Uitspraak
zitting houdende in Curaçao
1.Het procesverloop
2.De tussen partijen vaststaande feiten
Geschil
Raad van Beroep voor Belastingzaken van Aruba, Curaçao, Sint Maarten en van Bonaire, Sint Eustatius en Saba
In deze zaak gaat het om een beroep van belanghebbende tegen aanslagen grondbelasting die zijn opgelegd over de jaren 2002 tot en met 2005 voor een perceel in Curaçao. De aanslagen zijn vastgesteld op een waarde van NAf. 900.000. Belanghebbende heeft bezwaar gemaakt tegen deze aanslagen, wat heeft geleid tot een vermindering van de aanslagen in 2011 en 2013. Uiteindelijk heeft belanghebbende beroep aangetekend tegen de uitspraken van 31 oktober 2011. De Inspecteur heeft geen vertoogschrift ingediend en tijdens de zittingen zijn belanghebbende en haar echtgenoot verschenen, evenals de vertegenwoordiger van de Inspecteur, mr. [A].
De Raad van Beroep voor Belastingzaken heeft de feiten vastgesteld op basis van de schriftelijke stukken en hetgeen ter zitting is gezegd. Belanghebbende heeft het perceel met woning gekocht op 27 december 2001 voor NAf. 265.000. De aanslagen zijn opgelegd aan zowel de vorige eigenaar als aan belanghebbende, die pas in 2010 op de hoogte raakte van de aanslagen door een aanmaning van de ontvanger.

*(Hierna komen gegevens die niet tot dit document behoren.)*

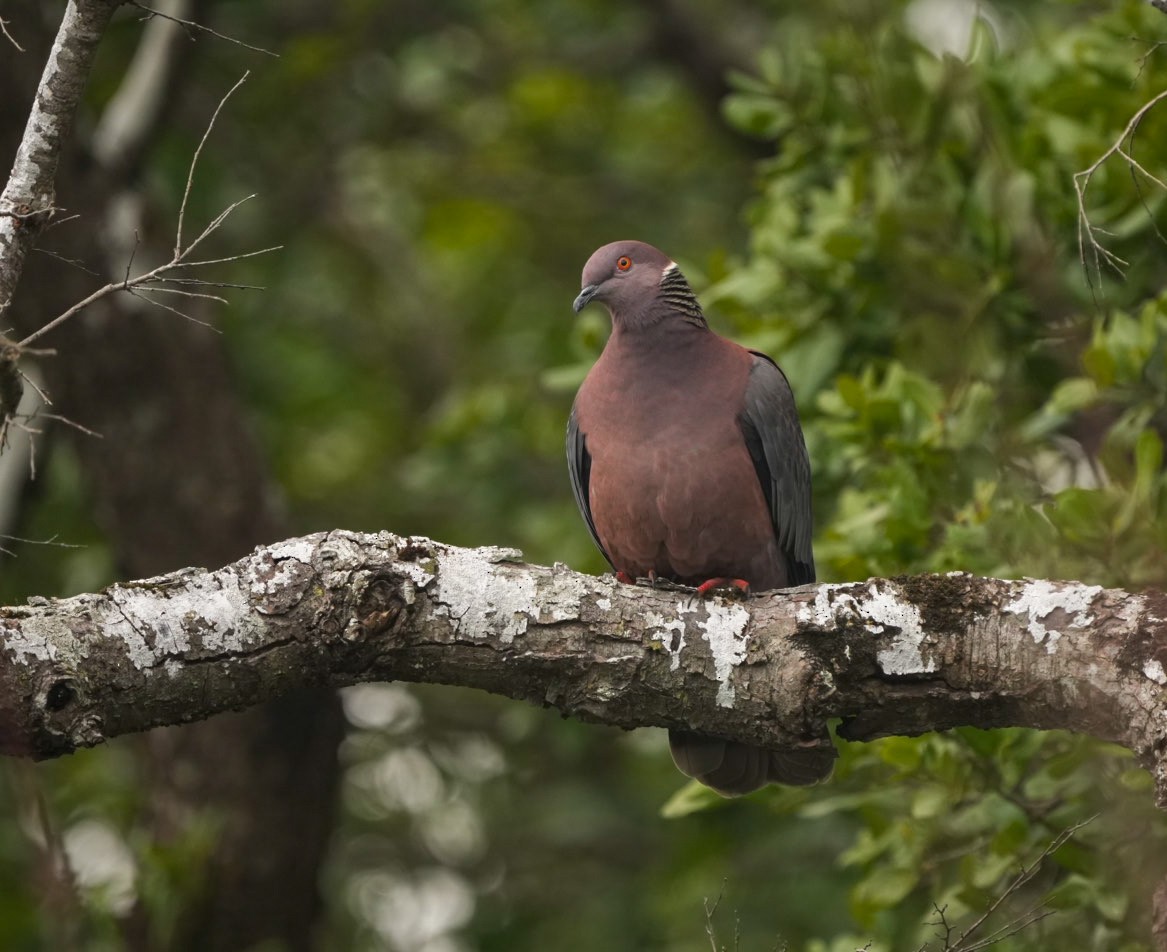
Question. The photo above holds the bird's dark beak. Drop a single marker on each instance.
(585, 295)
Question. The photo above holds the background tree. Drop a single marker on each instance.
(973, 397)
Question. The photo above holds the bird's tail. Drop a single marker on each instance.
(732, 768)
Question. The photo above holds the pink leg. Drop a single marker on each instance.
(740, 585)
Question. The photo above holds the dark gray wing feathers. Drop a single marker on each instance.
(769, 422)
(579, 466)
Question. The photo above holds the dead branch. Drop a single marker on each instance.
(27, 202)
(155, 280)
(1091, 252)
(886, 657)
(191, 26)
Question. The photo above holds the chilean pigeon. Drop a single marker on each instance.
(687, 463)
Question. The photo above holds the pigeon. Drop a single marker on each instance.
(689, 466)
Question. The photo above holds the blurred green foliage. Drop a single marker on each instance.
(976, 397)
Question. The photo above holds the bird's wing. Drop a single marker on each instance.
(769, 422)
(579, 467)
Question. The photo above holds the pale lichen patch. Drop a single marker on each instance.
(217, 614)
(480, 599)
(26, 641)
(301, 550)
(885, 609)
(1040, 599)
(725, 632)
(658, 628)
(833, 604)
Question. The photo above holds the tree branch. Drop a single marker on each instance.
(887, 656)
(27, 202)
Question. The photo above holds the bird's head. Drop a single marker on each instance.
(635, 281)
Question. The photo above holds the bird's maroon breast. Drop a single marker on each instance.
(672, 488)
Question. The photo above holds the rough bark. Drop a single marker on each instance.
(176, 478)
(28, 201)
(886, 656)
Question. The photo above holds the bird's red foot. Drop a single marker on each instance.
(740, 585)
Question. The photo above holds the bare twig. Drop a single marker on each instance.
(1026, 874)
(194, 162)
(1090, 250)
(154, 280)
(4, 29)
(190, 25)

Het geschil betreft de vraag of de aanslagen te laat zijn opgelegd of dat de invordering is verjaard. De Raad oordeelt dat de aanslagen tijdig zijn vastgesteld, aangezien deze in 2006 zijn vastgesteld, binnen de termijn van vijf jaar na het belastingjaar. De Raad concludeert dat de termijn voor bezwaar pas begint te lopen na ontvangst van de aanslagen in 2010, maar dit heeft geen invloed op de vaststelling van de aanslagen zelf. De Raad is niet bevoegd om te oordelen over de civielrechtelijke vraag van verjaring van de invordering. Uiteindelijk verklaart de Raad het beroep ongegrond.